Cluster takes 50GB memory for a 1B model
SKMPalettizer uses a C++ function called "cluster_impl". I have done some math and this function takes 40-50GB of memory to palletize a 1B model, which makes it almost impossible to run. In the comment it mentions that
"" // TODO: This step requires O(kn) memory usage due to saving the entire // T matrix. However, it can be modified so that the memory usage is O(n). // D and T would not need to be retained in full (D already doesn't need // to be fully retained, although it currently is). // Details are in section 3 of (Grønlund et al., 2017). ""
I wonder if this can be implemented?
Thank you for reaching out. Can you please share the configuration you are using with SKMPalettizer?
Yes the clustering is done using kmeans1d c++ library.
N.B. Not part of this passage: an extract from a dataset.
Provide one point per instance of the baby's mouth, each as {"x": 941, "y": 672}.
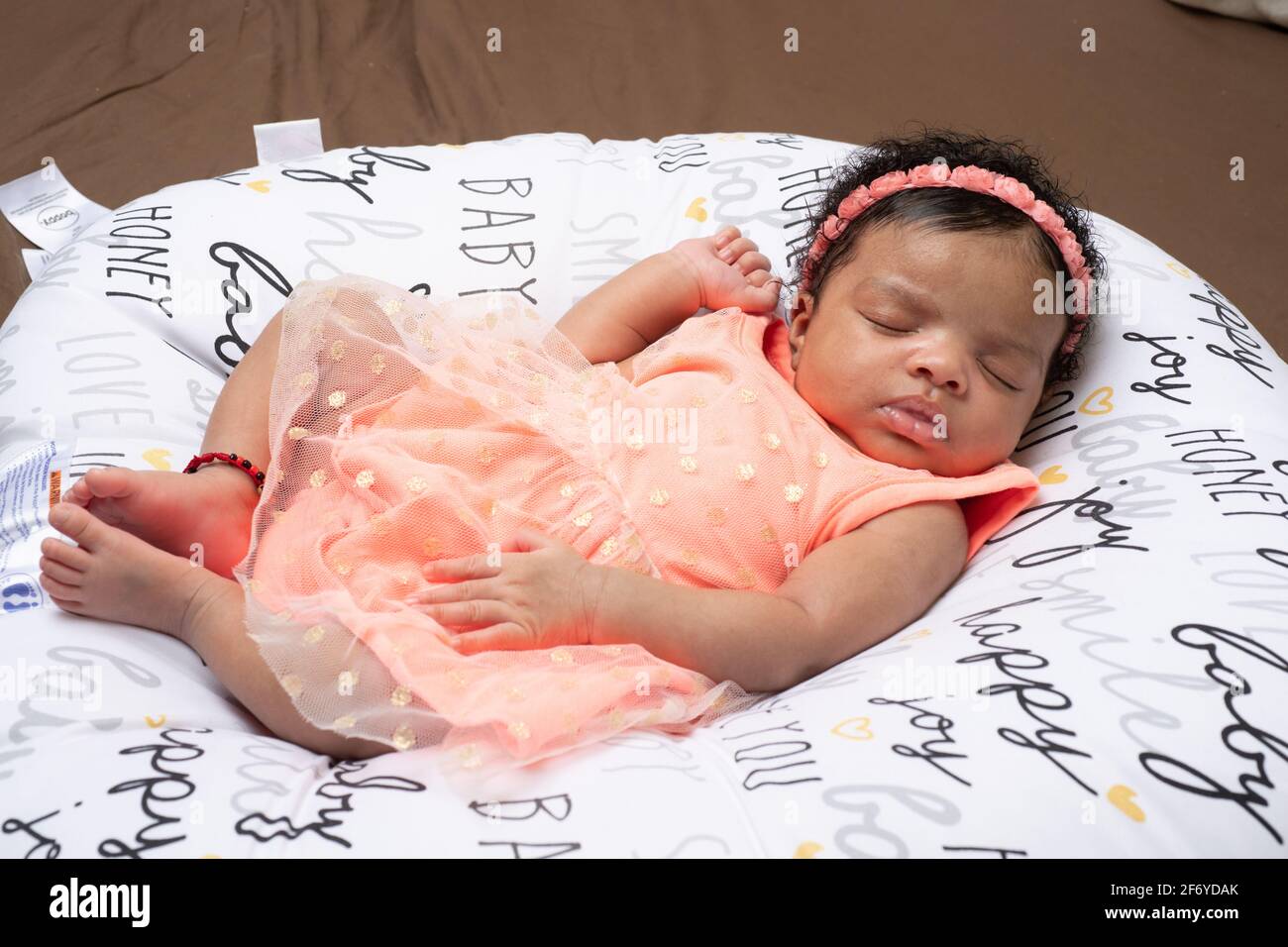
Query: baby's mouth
{"x": 912, "y": 423}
While we do not maintain the external library, we recently added some optimizations to PostTrainingPalettizer, which uses the same kmeans1d backend, to significantly speed up clustering and reduce required memory.
When weight dtype is fp16, or, weight dtype is fp32 but data is in fp16 range, we do two things:
- Round the weights (See
enable_fast_kmeans_modeoption in ModulePostTrainingPalettizerConfig for more info). - Find unique set of weights in the rounded output
- Cluster only the unique weights
This way we are able to significantly reduce the number of values being clustered and hence the time and memory complexity.
We are working on exposing the same support for SKMPalettizer as well.